There is a consensus in the West that the greatest sign of oppression of Muslim women is the veil and burqa. These two items of clothing are two further manifestations that Muslim women need rescuing by the West. Popular books have been written to show that Muslim women are always fighting to free themselves from the prison of the veil; however, Abu-Lughod’s study shows that is not the case because Muslim women continue to wear the veil or the burqa even when they have had the choice not to do so.
It can be argued that the both the Veil and burqa are just a smokescreen to impose the Western lifestyle on Muslim women. In those popular books, women’s veils, their body, and their sexuality become central to the storyline. Those popular books are written by sensational journalists, who have very limited, if any knowledge of Islam or the culture of the Muslims they so freely write about. Such sensational books stir public opinions and reinforce the belief that Muslim women need saving. For all those sensational writers, all the wrong and suffering that women experience are found only in a distant land, and never at home in the West. For example, in Kristof and WuDunn’s book, Half the Sky: Turning Oppression into an opportunity for women worldwide, they highlight ‘the stories they [those authors] tell are from Africa, Asia, and the Middle East or immigrant enclaves in Europe’ (2013, p62). On the other hand, Half the Sky shows that it is only ’American or European women [… that] are altruistic high school students who raise money to build a school in Cambodia or women who give up their jobs to devote themselves to working in health clinics in Africa (ibid).

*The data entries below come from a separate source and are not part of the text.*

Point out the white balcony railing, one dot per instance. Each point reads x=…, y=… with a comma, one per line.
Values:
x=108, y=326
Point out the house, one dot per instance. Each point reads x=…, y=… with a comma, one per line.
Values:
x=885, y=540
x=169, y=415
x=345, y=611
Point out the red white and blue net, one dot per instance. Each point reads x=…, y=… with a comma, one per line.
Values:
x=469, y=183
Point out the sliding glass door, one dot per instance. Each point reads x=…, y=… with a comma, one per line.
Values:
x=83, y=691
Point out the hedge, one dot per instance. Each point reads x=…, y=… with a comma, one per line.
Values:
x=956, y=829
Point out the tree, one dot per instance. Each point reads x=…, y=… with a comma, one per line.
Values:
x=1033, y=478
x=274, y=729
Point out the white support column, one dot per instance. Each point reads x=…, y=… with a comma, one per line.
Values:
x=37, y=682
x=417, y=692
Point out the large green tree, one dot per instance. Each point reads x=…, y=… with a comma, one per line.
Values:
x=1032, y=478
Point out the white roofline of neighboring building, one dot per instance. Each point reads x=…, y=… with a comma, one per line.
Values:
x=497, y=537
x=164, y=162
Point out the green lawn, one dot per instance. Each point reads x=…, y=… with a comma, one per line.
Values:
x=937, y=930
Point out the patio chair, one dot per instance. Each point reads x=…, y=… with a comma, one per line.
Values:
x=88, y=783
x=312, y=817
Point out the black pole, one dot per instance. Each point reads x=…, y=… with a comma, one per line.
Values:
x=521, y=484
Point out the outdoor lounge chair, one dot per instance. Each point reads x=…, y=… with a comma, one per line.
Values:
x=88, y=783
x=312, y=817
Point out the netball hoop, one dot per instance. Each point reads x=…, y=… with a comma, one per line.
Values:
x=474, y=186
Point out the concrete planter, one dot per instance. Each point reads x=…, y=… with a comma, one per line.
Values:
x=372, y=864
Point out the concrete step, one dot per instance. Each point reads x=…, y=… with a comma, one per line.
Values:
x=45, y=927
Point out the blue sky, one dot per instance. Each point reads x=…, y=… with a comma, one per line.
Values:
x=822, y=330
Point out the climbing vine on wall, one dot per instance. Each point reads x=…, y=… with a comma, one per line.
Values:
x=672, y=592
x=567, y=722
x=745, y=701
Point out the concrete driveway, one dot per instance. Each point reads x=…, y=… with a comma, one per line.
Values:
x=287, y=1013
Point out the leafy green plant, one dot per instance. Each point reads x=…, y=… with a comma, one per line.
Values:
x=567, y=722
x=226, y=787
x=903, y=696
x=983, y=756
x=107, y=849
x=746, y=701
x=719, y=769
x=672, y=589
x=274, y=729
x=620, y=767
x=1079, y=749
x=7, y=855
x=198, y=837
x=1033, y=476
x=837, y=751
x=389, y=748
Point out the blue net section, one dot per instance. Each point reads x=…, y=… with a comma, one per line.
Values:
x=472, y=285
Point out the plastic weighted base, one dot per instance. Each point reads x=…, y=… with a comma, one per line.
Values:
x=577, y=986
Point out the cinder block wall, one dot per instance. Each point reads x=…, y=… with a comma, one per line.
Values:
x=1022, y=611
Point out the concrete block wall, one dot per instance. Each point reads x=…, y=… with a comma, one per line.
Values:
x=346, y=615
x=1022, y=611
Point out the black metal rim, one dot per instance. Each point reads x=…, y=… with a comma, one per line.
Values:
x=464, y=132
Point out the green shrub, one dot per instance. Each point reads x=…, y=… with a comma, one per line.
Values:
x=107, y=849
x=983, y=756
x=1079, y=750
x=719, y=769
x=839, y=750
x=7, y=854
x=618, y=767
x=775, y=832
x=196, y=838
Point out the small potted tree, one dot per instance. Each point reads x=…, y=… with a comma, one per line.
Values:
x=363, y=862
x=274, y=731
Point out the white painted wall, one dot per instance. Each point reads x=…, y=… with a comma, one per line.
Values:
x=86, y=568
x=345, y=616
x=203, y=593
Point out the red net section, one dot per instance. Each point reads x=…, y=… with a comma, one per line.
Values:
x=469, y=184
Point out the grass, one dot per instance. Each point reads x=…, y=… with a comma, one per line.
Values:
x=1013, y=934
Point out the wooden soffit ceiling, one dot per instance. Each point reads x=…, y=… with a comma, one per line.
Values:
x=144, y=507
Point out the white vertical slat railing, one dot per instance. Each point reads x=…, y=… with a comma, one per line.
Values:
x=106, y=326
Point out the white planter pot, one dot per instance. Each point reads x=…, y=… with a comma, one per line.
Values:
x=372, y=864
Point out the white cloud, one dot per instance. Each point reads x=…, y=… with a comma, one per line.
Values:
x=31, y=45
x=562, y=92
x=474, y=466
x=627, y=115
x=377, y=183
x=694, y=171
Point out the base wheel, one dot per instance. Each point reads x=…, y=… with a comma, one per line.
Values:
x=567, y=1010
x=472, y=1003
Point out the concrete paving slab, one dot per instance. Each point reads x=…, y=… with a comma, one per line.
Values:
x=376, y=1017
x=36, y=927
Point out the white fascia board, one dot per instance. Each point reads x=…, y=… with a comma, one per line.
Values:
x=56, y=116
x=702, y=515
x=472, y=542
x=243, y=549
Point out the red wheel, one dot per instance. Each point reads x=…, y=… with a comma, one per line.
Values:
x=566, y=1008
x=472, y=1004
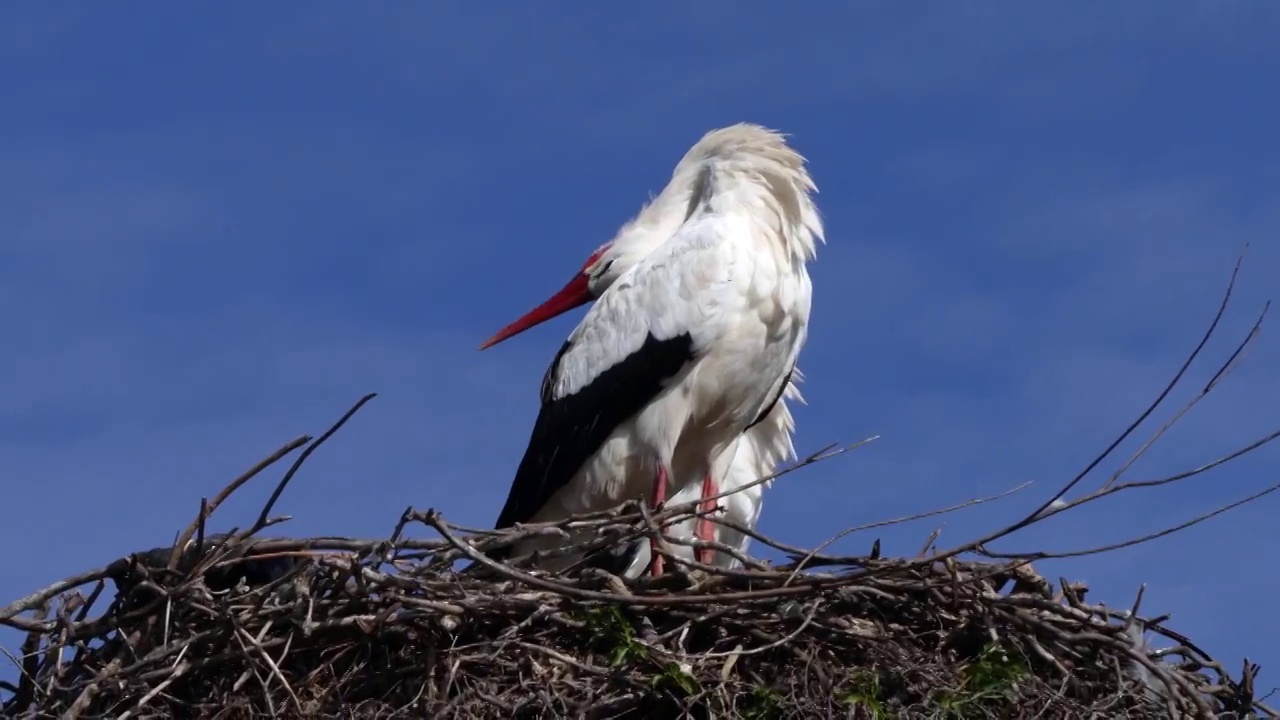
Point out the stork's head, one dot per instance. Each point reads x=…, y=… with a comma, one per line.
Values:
x=597, y=274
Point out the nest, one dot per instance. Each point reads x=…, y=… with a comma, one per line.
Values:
x=242, y=625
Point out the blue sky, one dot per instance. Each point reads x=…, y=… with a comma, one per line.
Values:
x=220, y=228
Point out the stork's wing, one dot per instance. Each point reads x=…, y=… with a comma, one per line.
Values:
x=640, y=335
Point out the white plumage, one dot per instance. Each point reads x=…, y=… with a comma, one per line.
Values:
x=703, y=306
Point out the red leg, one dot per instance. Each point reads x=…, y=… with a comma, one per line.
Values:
x=659, y=496
x=705, y=528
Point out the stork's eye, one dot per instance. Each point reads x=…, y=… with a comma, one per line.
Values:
x=603, y=268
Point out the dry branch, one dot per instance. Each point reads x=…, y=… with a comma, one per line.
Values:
x=237, y=625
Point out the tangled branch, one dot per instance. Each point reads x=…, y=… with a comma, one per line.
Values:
x=234, y=624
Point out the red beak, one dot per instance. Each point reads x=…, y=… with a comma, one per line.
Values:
x=576, y=294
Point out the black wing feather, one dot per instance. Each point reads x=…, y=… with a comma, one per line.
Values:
x=776, y=399
x=570, y=429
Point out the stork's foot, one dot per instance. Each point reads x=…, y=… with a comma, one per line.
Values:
x=705, y=528
x=659, y=496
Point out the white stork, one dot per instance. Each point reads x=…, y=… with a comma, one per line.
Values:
x=702, y=309
x=757, y=454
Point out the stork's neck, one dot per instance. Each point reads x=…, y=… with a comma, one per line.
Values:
x=776, y=195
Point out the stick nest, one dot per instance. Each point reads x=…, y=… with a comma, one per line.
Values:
x=332, y=627
x=240, y=625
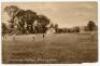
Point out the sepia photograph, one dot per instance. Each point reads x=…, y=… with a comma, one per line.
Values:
x=49, y=32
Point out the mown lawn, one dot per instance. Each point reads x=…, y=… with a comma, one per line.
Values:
x=55, y=48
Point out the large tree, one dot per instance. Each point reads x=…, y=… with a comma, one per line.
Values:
x=43, y=21
x=91, y=26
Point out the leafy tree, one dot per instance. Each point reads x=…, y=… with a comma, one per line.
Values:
x=4, y=29
x=43, y=21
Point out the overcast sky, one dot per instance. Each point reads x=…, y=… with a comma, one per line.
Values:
x=66, y=14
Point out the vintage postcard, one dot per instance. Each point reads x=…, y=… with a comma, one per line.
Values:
x=49, y=32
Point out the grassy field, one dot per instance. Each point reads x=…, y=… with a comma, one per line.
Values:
x=55, y=48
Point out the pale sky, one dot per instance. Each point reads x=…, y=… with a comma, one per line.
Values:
x=65, y=14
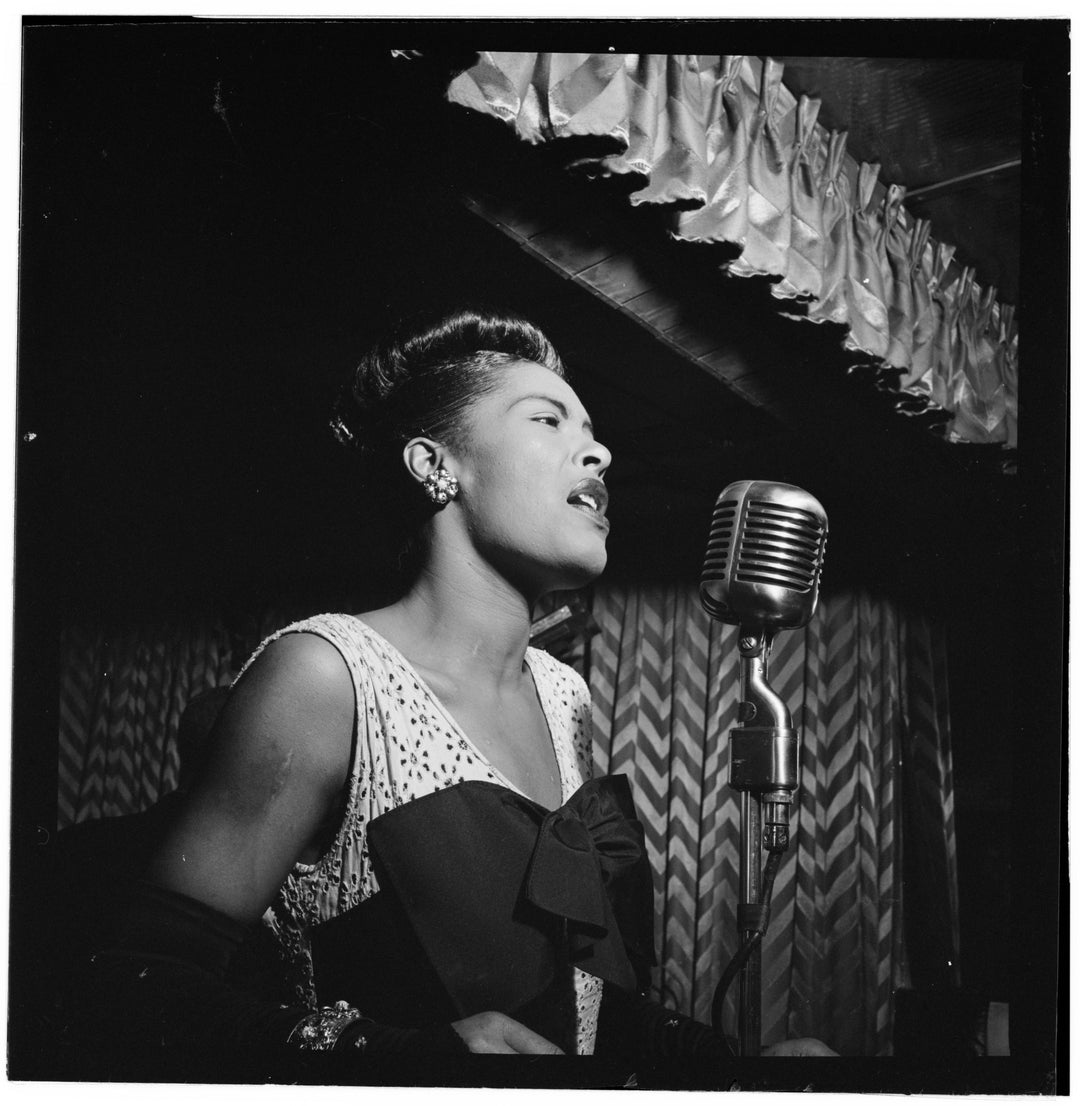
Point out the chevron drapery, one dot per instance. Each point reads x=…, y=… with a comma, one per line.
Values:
x=121, y=698
x=726, y=147
x=864, y=685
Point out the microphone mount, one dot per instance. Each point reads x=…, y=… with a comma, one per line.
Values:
x=764, y=744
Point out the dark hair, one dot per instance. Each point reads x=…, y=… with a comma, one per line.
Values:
x=424, y=376
x=419, y=382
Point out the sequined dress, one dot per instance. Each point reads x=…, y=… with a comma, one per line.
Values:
x=407, y=745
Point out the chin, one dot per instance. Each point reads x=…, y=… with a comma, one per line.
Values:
x=584, y=571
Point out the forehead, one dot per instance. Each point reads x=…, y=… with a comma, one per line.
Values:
x=526, y=378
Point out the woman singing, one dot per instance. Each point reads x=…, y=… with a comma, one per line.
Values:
x=402, y=800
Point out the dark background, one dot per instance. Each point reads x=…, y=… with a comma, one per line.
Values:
x=218, y=217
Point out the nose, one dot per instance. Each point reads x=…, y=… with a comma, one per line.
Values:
x=595, y=456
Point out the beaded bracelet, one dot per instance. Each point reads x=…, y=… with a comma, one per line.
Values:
x=322, y=1028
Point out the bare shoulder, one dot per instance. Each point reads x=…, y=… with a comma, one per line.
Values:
x=298, y=694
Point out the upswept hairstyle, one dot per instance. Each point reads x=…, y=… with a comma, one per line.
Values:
x=424, y=376
x=421, y=381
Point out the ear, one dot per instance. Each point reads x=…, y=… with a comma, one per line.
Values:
x=423, y=456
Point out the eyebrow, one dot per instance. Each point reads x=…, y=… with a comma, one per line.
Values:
x=558, y=404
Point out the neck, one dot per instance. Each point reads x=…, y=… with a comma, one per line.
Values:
x=464, y=619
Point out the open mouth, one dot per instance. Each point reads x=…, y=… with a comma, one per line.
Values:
x=590, y=497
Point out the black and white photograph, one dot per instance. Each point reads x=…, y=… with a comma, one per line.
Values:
x=536, y=570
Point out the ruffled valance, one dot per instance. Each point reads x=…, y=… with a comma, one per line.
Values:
x=736, y=158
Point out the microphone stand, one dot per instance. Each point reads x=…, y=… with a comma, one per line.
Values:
x=765, y=768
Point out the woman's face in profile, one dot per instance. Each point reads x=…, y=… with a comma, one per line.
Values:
x=531, y=481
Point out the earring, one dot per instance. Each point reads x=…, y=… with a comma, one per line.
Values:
x=440, y=487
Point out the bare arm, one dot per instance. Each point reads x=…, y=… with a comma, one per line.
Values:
x=278, y=767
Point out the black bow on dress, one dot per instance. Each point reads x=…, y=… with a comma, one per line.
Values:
x=499, y=891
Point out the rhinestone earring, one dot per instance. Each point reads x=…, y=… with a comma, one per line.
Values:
x=440, y=487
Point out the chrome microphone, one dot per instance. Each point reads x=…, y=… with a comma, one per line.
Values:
x=762, y=566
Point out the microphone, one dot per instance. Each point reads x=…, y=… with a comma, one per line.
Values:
x=762, y=564
x=762, y=567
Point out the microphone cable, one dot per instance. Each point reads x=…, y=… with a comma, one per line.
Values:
x=759, y=913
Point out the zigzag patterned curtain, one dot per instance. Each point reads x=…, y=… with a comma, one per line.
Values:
x=726, y=147
x=121, y=698
x=865, y=687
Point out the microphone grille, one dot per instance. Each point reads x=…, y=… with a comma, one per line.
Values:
x=781, y=545
x=718, y=551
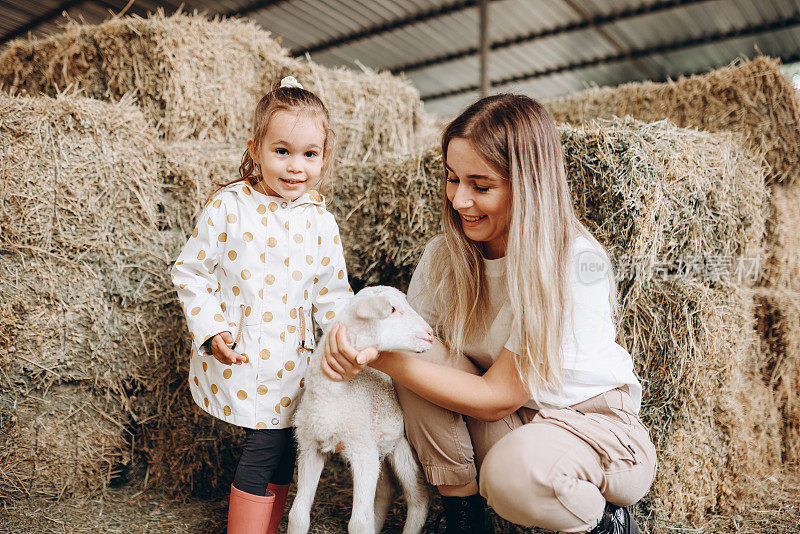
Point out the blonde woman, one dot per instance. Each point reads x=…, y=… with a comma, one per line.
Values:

The slogan ‘Muslim women need saving’ seems to echo across institutions in the West. Saving her at any cost becomes a national project. In this fantasy, the West claims the moral high ground. Abu-Lughod argues that Muslim women do not need saving and are not oppressed by their culture or religious beliefs but Muslim women need saving from dictatorial rulers and kings, who are unconditionally supported by the West. The Muslim women has become the means through which the West channels its historical anxiety about women. Abu-Lughod concludes that it is not Muslim women that need saving, but rather the West needs to be saved from its bigoted, colonial, and self-centric worldview.
Although Abu-Lughod language remains accessible to general readers, it also satisfies more academic-minded- readers. Her work is to the point, uses many examples, speaks with authority and confidence. Abu-Lughod’s book exposes arm-chair Western researchers and their oriental fantasy about Muslim woman needing to be saved. Her book needs to be on every Muslim’s shelf and needs to be taken seriously so that bright, forward-thinking young Muslims can ask the next vital question: Do Western women need saving?